SCOAP3 is a one-of-its-kind partnership of over three-thousand libraries, key funding agencies and research centers in 43 countries and 3 intergovernmental organizations. Working with leading publishers, SCOAP3 has converted key journals in the field of high-energy physics to open access at no cost for authors. SCOAP3 centrally pays publishers for costs involved in providing their services, publishers, in turn, reduce subscription fees to all their customers, who can redirect these funds to contribute to SCOAP3. Each country contributes in a way commensurate to its scientific output in the field. In addition, existing open access journals are also centrally supported, removing any existing financial barrier for authors.
SCOAP3 journals are open for any scientist to publish without any financial barriers. Copyright stays with authors, and a permissive CC-BY license allows text- and data-mining. SCOAP3 addresses open access mandates at no burden for authors. All articles appear in the SCOAP3 repository for further distribution, as well as being open access on publishers’ websites.
docker-compose up
# Initialize database
docker-compose exec web scripts/recreate_records
First of all, keep in mind that we are creating a local environment here, so a lot of things that run on Docker, will run locally instead.
- Create a new virtualenv, install everything using
pip install -r requirements.txt
andpip install -e .
- Make sure that redis and rabbitmq have open ports for local access (6379 and 5672)

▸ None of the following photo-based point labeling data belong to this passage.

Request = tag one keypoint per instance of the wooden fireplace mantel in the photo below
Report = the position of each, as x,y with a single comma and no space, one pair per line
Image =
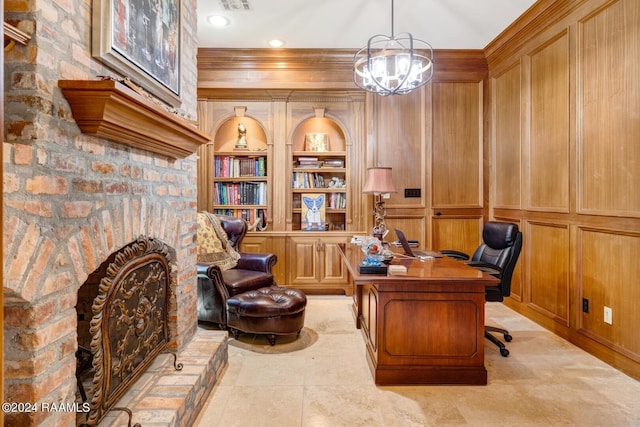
111,110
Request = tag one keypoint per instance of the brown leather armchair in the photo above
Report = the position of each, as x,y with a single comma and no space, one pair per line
254,271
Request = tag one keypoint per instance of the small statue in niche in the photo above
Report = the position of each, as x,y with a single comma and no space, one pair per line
242,137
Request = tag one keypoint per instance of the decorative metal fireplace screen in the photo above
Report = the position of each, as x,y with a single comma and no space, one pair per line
129,324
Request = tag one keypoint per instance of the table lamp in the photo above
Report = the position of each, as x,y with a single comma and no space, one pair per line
379,182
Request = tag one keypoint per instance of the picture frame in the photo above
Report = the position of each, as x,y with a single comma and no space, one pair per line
313,212
316,142
141,40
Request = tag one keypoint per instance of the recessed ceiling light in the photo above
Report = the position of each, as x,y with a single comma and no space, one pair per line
276,43
218,21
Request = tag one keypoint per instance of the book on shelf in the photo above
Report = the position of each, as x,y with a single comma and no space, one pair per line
307,180
308,162
232,167
249,215
333,163
240,193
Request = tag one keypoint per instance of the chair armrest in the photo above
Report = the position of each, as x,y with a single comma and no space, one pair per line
455,254
491,269
257,261
214,273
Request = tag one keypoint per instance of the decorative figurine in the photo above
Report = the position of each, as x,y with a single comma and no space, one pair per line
242,138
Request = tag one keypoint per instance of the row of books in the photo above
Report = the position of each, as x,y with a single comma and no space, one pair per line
307,180
336,201
229,166
248,215
240,193
314,162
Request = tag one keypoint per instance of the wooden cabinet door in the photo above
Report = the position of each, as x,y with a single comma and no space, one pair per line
304,262
333,269
314,264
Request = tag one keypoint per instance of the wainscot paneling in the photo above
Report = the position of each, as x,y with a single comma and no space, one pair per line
607,261
573,67
457,232
548,157
517,280
548,250
457,149
609,110
507,158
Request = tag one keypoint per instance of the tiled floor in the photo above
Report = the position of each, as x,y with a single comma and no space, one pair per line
322,379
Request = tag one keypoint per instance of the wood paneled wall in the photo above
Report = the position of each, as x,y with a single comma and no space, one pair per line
563,98
432,138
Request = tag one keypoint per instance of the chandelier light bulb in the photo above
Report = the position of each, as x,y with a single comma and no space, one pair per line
395,64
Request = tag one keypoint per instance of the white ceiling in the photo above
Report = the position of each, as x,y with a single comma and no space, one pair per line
348,24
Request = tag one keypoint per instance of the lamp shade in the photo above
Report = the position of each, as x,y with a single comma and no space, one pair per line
378,181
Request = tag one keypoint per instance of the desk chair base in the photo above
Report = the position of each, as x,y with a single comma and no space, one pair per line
507,337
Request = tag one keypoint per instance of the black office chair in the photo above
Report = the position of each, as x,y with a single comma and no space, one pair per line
497,255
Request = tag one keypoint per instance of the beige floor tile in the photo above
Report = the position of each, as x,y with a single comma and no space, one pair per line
324,380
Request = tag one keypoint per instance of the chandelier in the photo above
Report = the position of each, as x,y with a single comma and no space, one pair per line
395,64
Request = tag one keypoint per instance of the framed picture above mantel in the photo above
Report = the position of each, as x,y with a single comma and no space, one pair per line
140,39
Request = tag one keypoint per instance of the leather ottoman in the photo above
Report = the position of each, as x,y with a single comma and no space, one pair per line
268,311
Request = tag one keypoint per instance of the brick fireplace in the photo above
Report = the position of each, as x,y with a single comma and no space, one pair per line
71,200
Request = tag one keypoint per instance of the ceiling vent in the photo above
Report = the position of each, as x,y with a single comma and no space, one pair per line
235,5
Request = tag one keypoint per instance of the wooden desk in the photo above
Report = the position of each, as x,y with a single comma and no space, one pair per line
426,327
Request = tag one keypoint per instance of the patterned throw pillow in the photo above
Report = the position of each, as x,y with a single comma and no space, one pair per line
213,246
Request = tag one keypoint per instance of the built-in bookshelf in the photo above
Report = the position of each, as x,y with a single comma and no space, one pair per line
240,175
319,176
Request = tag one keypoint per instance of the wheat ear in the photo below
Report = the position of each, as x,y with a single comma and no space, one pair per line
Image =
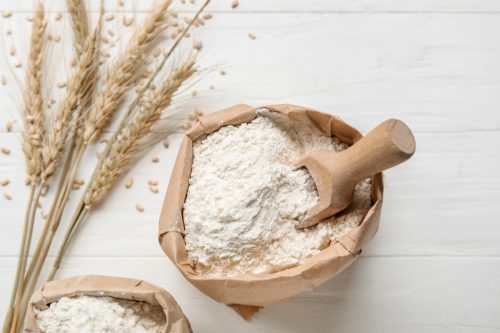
64,120
33,133
121,74
80,23
33,109
127,143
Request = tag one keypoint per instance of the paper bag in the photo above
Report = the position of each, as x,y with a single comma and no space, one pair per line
97,285
246,294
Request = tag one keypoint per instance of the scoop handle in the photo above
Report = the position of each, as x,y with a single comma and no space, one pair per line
387,145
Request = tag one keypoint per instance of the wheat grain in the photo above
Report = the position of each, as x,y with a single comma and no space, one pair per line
80,23
129,183
128,21
122,72
139,207
33,112
197,44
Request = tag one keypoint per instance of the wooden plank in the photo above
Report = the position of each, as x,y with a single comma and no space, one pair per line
436,72
418,6
373,295
433,204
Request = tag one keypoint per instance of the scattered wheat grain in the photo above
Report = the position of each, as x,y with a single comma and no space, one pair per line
197,44
129,183
45,189
128,21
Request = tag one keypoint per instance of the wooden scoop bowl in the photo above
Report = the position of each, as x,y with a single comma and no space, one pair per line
337,174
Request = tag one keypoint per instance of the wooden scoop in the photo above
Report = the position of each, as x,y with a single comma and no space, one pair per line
336,174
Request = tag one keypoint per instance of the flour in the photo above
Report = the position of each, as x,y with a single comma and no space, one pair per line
244,198
90,314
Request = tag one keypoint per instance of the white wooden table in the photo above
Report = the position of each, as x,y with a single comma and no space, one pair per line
434,266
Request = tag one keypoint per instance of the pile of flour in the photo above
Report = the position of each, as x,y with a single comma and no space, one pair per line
100,314
244,198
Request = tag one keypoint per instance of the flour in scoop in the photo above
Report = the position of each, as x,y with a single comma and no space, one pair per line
244,198
100,314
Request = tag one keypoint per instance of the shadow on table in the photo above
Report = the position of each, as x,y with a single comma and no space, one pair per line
324,307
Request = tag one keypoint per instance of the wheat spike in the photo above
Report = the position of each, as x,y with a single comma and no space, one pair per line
80,23
76,97
127,143
33,109
121,74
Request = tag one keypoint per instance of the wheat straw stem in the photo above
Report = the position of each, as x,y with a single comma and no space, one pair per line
33,111
57,138
10,310
121,74
77,219
80,23
33,121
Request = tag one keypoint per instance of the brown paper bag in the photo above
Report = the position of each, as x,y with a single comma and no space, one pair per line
248,293
97,285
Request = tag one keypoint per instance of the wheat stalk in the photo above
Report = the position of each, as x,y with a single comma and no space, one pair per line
76,93
121,74
33,133
80,23
33,110
124,148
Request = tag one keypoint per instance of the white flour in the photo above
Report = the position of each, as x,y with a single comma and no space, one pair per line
244,198
90,314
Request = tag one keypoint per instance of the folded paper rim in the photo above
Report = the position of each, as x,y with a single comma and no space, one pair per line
116,287
247,293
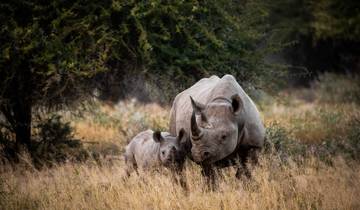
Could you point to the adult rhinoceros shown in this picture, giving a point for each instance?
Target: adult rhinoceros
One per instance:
(223, 122)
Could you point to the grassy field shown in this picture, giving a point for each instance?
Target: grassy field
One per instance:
(310, 162)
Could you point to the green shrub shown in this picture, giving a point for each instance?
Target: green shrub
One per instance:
(54, 143)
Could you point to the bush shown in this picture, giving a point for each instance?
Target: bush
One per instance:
(54, 143)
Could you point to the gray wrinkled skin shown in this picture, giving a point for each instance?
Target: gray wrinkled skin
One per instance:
(147, 151)
(225, 120)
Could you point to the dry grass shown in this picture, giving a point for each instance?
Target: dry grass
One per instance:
(276, 184)
(310, 186)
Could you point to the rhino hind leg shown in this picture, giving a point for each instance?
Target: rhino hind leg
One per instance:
(210, 177)
(130, 164)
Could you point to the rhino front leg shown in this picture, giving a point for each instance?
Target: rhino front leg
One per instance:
(248, 155)
(209, 173)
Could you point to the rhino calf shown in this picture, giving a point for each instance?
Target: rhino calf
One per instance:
(149, 150)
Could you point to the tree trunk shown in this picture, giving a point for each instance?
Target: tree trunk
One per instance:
(22, 115)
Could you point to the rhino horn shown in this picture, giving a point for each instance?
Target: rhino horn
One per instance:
(195, 129)
(197, 107)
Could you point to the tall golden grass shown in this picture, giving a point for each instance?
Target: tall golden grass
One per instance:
(311, 184)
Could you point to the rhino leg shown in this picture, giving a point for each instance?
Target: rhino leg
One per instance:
(130, 163)
(209, 173)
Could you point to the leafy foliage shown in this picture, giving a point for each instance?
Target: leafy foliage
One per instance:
(55, 143)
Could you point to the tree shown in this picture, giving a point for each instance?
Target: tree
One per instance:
(49, 53)
(55, 54)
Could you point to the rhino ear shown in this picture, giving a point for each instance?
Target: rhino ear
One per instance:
(181, 136)
(197, 107)
(236, 103)
(157, 137)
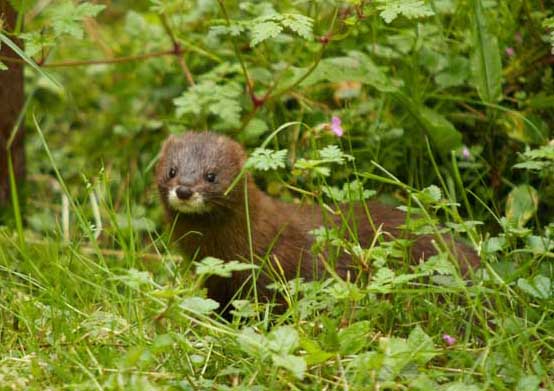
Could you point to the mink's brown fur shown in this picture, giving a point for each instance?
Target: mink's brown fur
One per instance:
(278, 228)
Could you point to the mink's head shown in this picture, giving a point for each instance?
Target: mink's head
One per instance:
(196, 169)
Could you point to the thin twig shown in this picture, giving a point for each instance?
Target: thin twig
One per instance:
(249, 84)
(179, 54)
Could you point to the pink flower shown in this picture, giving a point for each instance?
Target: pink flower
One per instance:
(449, 340)
(466, 153)
(336, 126)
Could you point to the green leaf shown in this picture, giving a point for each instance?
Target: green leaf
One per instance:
(27, 59)
(528, 383)
(494, 244)
(521, 205)
(421, 346)
(333, 154)
(353, 191)
(67, 18)
(441, 131)
(430, 195)
(22, 6)
(437, 264)
(351, 339)
(266, 159)
(411, 9)
(296, 365)
(486, 63)
(135, 278)
(300, 24)
(264, 30)
(208, 97)
(540, 287)
(199, 305)
(253, 343)
(283, 340)
(213, 266)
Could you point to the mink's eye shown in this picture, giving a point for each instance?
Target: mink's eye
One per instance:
(210, 177)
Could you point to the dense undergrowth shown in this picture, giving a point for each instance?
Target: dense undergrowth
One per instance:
(443, 106)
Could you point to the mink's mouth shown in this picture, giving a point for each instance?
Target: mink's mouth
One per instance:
(195, 204)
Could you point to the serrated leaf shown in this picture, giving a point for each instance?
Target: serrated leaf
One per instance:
(441, 131)
(540, 287)
(353, 191)
(253, 343)
(208, 97)
(422, 347)
(430, 195)
(494, 244)
(411, 9)
(351, 338)
(67, 17)
(135, 278)
(214, 266)
(22, 6)
(486, 63)
(264, 30)
(521, 205)
(439, 264)
(27, 59)
(266, 159)
(300, 24)
(199, 305)
(296, 365)
(333, 154)
(283, 340)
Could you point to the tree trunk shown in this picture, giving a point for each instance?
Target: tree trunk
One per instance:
(11, 104)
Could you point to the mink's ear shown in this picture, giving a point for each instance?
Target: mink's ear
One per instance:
(160, 166)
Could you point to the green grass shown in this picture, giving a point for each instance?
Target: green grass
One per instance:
(125, 312)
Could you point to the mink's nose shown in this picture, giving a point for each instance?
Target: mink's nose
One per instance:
(183, 192)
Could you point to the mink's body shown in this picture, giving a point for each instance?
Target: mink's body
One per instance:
(195, 170)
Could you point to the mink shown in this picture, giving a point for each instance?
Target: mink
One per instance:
(193, 174)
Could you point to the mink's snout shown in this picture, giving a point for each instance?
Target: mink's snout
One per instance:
(183, 192)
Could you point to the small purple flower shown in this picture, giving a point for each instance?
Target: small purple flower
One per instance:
(336, 126)
(449, 340)
(466, 153)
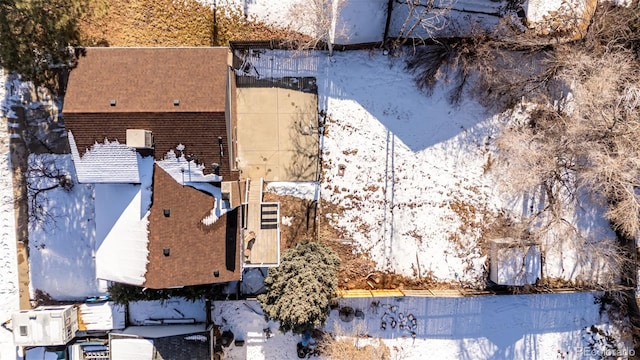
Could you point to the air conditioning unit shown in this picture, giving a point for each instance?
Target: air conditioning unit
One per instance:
(139, 139)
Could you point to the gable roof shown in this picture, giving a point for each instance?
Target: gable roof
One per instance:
(197, 248)
(148, 79)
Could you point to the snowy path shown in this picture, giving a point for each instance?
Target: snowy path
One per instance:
(9, 295)
(549, 326)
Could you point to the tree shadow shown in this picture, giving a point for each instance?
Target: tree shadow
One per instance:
(498, 326)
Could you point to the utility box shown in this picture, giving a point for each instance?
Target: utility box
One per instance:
(139, 139)
(515, 262)
(45, 325)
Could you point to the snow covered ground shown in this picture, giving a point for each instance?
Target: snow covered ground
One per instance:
(554, 326)
(9, 295)
(411, 172)
(62, 255)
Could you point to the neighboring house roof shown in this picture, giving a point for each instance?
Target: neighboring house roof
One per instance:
(101, 316)
(107, 162)
(133, 76)
(193, 242)
(162, 342)
(197, 132)
(122, 240)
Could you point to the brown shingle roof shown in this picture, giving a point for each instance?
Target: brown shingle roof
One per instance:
(148, 79)
(196, 250)
(198, 132)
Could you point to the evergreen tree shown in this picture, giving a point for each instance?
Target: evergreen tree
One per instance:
(35, 36)
(300, 289)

- Start the services (we keep ES, Redis, RabbitMQ and Postgres only) using
docker-compose up redis indexer database rabbitmq -d
- Make sure that you create a folder that will be used for everything related to this project. In this case, we will be using
~/docker_scoap_data
NOTE
Sometimes, ES is almost at capacity and does not allow the user to modify or add data. To overcome this issue, use the following commands:
curl -XPUT -H "Content-Type: application/json" http://localhost:9200/_all/_settings -d '{"index.blocks.read_only_allow_delete": null}'
curl -XPUT -H "Content-Type: application/json" http://localhost:9200/_cluster/settings -d '{ "transient": { "cluster.routing.allocation.disk.threshold_enabled": false } }'
Make sure that the correct environment variables are exported and visible to the services. An example is following:
# db
export APP_SQLALCHEMY_DATABASE_URI=postgresql+psycopg2://scoap3:dbpass123@localhost:5432/scoap3
# celery + redis, used for tasks
export APP_CELERY_BROKER_URL=pyamqp://guest:guest@localhost:5672//
export APP_CELERY_RESULT_BACKEND=redis://localhost:6379/1
export CELERY_BROKER_URL=pyamqp://guest:guest@localhost:5672//
export CELERY_RESULT_BACKEND=redis://localhost:6379/1
export APP_CACHE_REDIS_URL=redis://localhost:6379/0
export APP_ACCOUNTS_SESSION_REDIS_URL=redis://localhost:6379/2
# es vars
export APP_SEARCH_ELASTIC_HOSTS=localhost
export APP_ES_BULK_TIMEOUT=240
# crawler vars
export APP_CRAWLER_HOST_URL=http://localhost:6800
export APP_CRAWLER_API_PIPELINE_URL=http://localhost:5555/api/task/async-apply
export APP_LAST_RUNS_PATH=.lastruns
# ALWAYS FALSE - related to UI issues, doesn't build if True
export APP_DEBUG=False
export APP_ASSETS_DEBUG=False
export ASSETS_DEBUG=False
Some additional variables that are absolutely necessary, but can be defined by the user, are the following:
export DOCKER_DATA=~/docker_scoap_data
export HEPCRAWL_SOURCE=~/scoap-repos/scoap3-hepcrawl
export APP_OAIHARVESTER_WORKDIR=~/docker_scoap_data/tmp/virtualenv/oaiharvest_workdir
export SCRAPY_FEED_URI=~/docker_scoap_data/tmp/virtualenv/scrapy_feed.json
export SCOAP_DEFAULT_LOCATION=~/docker_scoap_data/tmp/virtualenv/files/
Make sure that hepcrawl is in the correct path, and running. After following the instructions above, start the services.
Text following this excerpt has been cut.